My Biggest Investing Mistake -- and How You Can Avoid It

The year was 2009. I was buying a house, and, as such, had been saving aggressively for its down payment. Only once I had that in place was I willing to have a more substantial go at investing, and I decided I wanted to add some conservative investments to my portfolio to ease my way in. To me, that meant putting money in bonds, because after all, bonds are a safe investment, and stocks aren't, right?

Wrong.

This is a story of what happens when you make assumptions and don't keep tabs on your investments. With any luck, you'll learn from my mistake so that it doesn't end up happening to you.

The right investment gone terribly wrong

My goal in investing, at least initially, was to minimize potential losses and generate some income from my portfolio, all without increasing my tax burden too heavily. To that end, municipal bonds seemed like the way to go, and back then, Puerto Rico was the place to invest in. With yields at or above 5%, the commonwealth's bonds offered a great opportunity to snag a predictable income stream the IRS wouldn't be able to get its hands on. I was in.

Woman smacking her own head.
Woman smacking her own head.

Like what on Earth was I thinking? Image source: Getty Images.

For several years, the bonds held steady, so I did nothing other than sit back and collect my interest payments.

But then things started to go south. Bond values started to fall as economic turmoil on the island caused investors to question their likelihood of getting repaid.

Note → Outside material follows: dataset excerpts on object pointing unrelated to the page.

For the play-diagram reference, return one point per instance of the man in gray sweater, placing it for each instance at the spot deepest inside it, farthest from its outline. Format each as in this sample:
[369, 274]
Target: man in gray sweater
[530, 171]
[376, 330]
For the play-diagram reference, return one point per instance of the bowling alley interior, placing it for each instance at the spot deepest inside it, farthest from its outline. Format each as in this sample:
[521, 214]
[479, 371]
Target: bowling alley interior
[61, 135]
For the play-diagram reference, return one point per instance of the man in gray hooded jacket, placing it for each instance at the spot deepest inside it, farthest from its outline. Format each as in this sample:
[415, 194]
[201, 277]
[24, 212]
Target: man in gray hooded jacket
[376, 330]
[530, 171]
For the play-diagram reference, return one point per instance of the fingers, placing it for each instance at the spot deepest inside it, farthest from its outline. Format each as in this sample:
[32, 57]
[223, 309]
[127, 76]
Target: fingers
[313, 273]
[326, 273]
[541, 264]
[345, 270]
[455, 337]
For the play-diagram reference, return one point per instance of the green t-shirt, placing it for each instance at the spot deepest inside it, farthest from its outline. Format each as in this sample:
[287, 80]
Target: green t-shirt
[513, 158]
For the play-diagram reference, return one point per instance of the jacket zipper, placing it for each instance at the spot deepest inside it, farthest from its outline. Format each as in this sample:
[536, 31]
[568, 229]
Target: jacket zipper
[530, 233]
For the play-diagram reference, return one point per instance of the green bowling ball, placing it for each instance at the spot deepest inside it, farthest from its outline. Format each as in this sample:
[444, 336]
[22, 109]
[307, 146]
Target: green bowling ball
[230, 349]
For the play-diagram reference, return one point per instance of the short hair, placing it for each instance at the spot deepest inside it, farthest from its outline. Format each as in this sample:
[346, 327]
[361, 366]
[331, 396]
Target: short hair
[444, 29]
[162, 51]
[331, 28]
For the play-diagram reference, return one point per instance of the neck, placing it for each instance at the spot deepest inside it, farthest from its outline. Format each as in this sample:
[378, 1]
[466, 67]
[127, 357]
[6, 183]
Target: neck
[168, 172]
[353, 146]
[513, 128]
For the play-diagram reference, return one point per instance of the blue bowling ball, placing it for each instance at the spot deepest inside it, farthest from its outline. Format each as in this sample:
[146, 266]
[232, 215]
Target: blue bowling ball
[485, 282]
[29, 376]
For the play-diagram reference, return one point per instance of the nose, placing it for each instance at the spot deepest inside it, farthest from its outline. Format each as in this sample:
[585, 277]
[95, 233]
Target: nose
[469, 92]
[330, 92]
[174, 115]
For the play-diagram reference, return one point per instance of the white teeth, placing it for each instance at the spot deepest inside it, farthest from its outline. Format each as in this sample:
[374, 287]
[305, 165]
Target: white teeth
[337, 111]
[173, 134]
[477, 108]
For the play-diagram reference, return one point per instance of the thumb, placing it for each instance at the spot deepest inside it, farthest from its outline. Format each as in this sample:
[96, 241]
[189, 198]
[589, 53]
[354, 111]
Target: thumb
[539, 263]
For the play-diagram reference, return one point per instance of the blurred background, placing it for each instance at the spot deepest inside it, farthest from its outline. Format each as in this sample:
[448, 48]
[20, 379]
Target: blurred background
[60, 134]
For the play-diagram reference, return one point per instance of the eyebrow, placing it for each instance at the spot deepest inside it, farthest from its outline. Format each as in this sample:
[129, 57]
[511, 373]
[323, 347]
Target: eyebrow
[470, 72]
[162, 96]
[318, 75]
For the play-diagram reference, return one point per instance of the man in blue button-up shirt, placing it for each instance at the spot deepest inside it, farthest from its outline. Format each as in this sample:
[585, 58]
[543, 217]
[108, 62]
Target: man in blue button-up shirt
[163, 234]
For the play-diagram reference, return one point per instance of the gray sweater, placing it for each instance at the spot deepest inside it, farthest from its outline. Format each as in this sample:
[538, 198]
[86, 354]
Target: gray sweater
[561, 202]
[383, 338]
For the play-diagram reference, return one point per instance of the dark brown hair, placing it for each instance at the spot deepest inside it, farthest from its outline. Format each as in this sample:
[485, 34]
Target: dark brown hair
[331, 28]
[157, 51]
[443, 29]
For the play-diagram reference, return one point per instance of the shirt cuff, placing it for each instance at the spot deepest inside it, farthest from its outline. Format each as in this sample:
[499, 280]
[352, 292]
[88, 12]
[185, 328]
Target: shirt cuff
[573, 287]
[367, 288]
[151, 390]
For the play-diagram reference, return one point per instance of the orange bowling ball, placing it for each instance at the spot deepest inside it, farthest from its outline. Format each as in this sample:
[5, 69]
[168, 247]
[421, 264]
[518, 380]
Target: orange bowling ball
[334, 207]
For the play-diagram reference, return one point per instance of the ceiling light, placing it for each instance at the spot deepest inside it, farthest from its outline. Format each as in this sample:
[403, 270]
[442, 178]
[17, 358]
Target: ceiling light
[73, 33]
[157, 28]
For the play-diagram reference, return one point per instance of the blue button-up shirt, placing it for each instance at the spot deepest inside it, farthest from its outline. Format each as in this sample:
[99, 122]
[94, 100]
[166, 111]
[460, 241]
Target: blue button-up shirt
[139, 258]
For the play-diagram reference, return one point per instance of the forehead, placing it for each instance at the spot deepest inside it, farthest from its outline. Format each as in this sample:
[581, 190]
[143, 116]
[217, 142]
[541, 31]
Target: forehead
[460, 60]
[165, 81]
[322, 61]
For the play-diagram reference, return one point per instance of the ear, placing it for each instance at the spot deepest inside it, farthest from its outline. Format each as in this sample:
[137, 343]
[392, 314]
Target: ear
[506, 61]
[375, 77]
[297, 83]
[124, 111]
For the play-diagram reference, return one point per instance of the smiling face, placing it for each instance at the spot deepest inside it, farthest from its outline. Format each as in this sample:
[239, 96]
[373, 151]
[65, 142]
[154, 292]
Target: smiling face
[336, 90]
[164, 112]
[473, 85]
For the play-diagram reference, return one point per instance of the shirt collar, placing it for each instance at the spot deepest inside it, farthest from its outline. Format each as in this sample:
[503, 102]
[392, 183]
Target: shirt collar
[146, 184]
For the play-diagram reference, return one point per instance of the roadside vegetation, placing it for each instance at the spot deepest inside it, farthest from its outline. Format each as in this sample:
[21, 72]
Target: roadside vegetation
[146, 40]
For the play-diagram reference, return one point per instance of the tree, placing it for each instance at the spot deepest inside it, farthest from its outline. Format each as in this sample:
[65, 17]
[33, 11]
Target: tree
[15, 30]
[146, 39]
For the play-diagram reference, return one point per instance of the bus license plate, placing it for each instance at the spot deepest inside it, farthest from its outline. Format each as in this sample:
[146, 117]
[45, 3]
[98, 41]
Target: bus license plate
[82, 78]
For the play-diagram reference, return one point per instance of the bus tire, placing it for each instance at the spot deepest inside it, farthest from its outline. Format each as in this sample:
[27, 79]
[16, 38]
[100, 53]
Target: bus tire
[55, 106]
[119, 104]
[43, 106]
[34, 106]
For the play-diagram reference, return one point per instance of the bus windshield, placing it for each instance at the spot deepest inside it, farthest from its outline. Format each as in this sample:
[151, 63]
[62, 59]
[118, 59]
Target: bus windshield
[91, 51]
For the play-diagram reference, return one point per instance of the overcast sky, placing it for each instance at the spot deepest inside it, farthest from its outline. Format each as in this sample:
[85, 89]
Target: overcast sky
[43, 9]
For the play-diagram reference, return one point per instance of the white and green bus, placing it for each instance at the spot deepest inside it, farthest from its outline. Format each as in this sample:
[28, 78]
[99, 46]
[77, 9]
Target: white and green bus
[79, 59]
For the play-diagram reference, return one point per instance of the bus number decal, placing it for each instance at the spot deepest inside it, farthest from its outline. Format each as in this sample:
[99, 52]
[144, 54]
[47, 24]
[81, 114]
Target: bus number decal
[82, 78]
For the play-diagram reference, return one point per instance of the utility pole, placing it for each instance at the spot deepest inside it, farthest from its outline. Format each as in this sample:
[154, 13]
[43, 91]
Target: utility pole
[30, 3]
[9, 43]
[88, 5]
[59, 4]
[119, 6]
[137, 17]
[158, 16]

My interest payments, however, continued to come in, so I didn't think much of it, nor did I really take the time to dig in. By then, I'd expanded my portfolio to include a wide range of stock investments, and frankly, I was so busy focusing on those that I pretty much neglected my bond holdings. Because bonds are safe, right? Wrong.

In 2014, Puerto Rico's bonds were downgraded to junk. And that's when I knew I was in trouble. But I held on, because selling my bonds at that point would've meant taking a major loss.

Then, in late 2015, Puerto Rico finally defaulted on its bonds, causing values to plummet as the island's then-governor acknowledged that the commonwealth's economy was truly in a "death spiral." Once again, I was stubborn and didn't sell, thinking that things couldn't get much worse and I might as well sit tight. In doing so, however, I lost the opportunity to put that money to work -- a sub-error of sorts in the grand scheme of my major blunder, but a mistake nonetheless.

I finally decided to cut my losses last year, unload those bonds for whatever I could get for them, and reinvest that cash. But make no mistake about it: I lost a sizable chunk of money, and all because I failed to better track what I thought was a safe investment.